How tragic would that be? Having no legal right to be by your loved ones side in their time of need. Or no legal right to the estate? How is that equal?
But I guess you already know that…
One thing I would guess though that you don’t know though is the fear, the inner torment and the emotional roller coaster that ‘coming out’ as LGBTI can be for a person. Even in this day and age (and just to clarify I mean 2017… not the Stone Age).
Society still openly bullies, rejects, teases, torments and physically assaults LGBTI people on a daily basis, simply for who we love.
This is all connected. And is one of the reasons LGBTI youth at such a high risk category for mental health issues.
Suicide rates are around 4x higher amongst LGBTI youth. How can that be allowed to continue? How, when every life is precious, can we let people fall like this?
If the LGBTI community was so ‘equal’, as you say, do you honestly think there would be such a large gap between straight and queer suicide rates?

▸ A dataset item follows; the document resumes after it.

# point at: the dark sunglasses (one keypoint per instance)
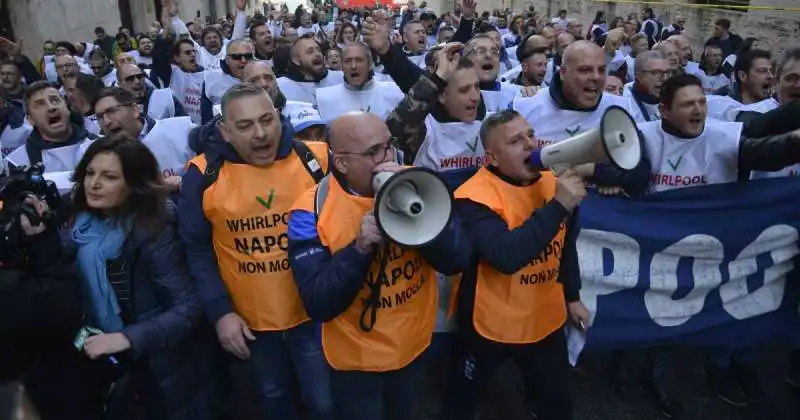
(133, 77)
(240, 57)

By continuing to be less than equal, and by having ‘debates’ like this in public, it leads to a very negative and emotional impact on an already vulnerable community. It divides and splits communities. It drives hate and gives decisive comments a platform and audience.
But once again I feel you already knew that too…
Having a public survey on the rights of a minority is ludicrous. But now that you have gotten your way, I really hope beyond hope that a resounding ‘yes’ vote is returned.
Because I believe that love is love. Love is what brings us together and it will always defeat hatred.
I just hope, Tony, that you are willing to listen when the results come back and represent your constituency.